Bréviaire romain · Matines · Temps après la Pentecôte
Feria Secunda infra Octavam Corporis Christi
Du Sermon de saint Jean Chrysostome.Leçons 4 à 6 des Matines
(Homélie 60 au peuple d’Antioche)
Le Christ s’unit par ces mystères à chacun des fidèles ; ceux auxquels il a donné la vie, il les nourrit par lui-même ; il ne se repose pas de ce soin sur autrui ; vous convainquant ainsi de nouveau qu’il a pris notre chair. Ne nous laissons donc pas aller à la torpeur, après avoir été jugés dignes de tant de charité et d’honneur. N’avez-vous pas vu avec quel empressement les petits enfants se jettent au sein de leurs mères, et avec quelle avidité ils appliquent leurs lèvres à leurs mamelles ? Approchons-nous avec la même diligence de cette table sainte, de ces mamelles où nous puisons un breuvage spirituel ; que dis-je ? Plus avides encore que des enfants qui sucent le lait, aspirons la grâce de l’Esprit Saint ; et que notre seule douleur soit d’être privés de cette nourriture céleste.
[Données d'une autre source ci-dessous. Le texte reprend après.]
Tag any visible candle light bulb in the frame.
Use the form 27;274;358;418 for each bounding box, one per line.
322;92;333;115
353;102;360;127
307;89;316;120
Ce que nous avons sous les yeux n’est pas l’œuvre de la puissance humaine ; celui qui opéra autrefois ces merveilles dans la cène, est le même qui les opère encore maintenant. Nous ne sommes que ses ministres : c’est lui qui sanctifie, c’est lui qui transforme. Qu’il n’y ait donc pas ici de Judas, ni d’avare, car cette table n’admet pas ceux qui sont tels. Si quelqu’un est disciple de Jésus-Christ, que celui-là s’approche. Il a dit en effet : Je veux faire la Pâque avec mes disciples. Ce banquet est le même que celui de la dernière cène, il n’a rien de moins. L’un n’a pas été dû au Christ et l’autre à un homme, mais celui-ci pareillement est l’œuvre du Christ.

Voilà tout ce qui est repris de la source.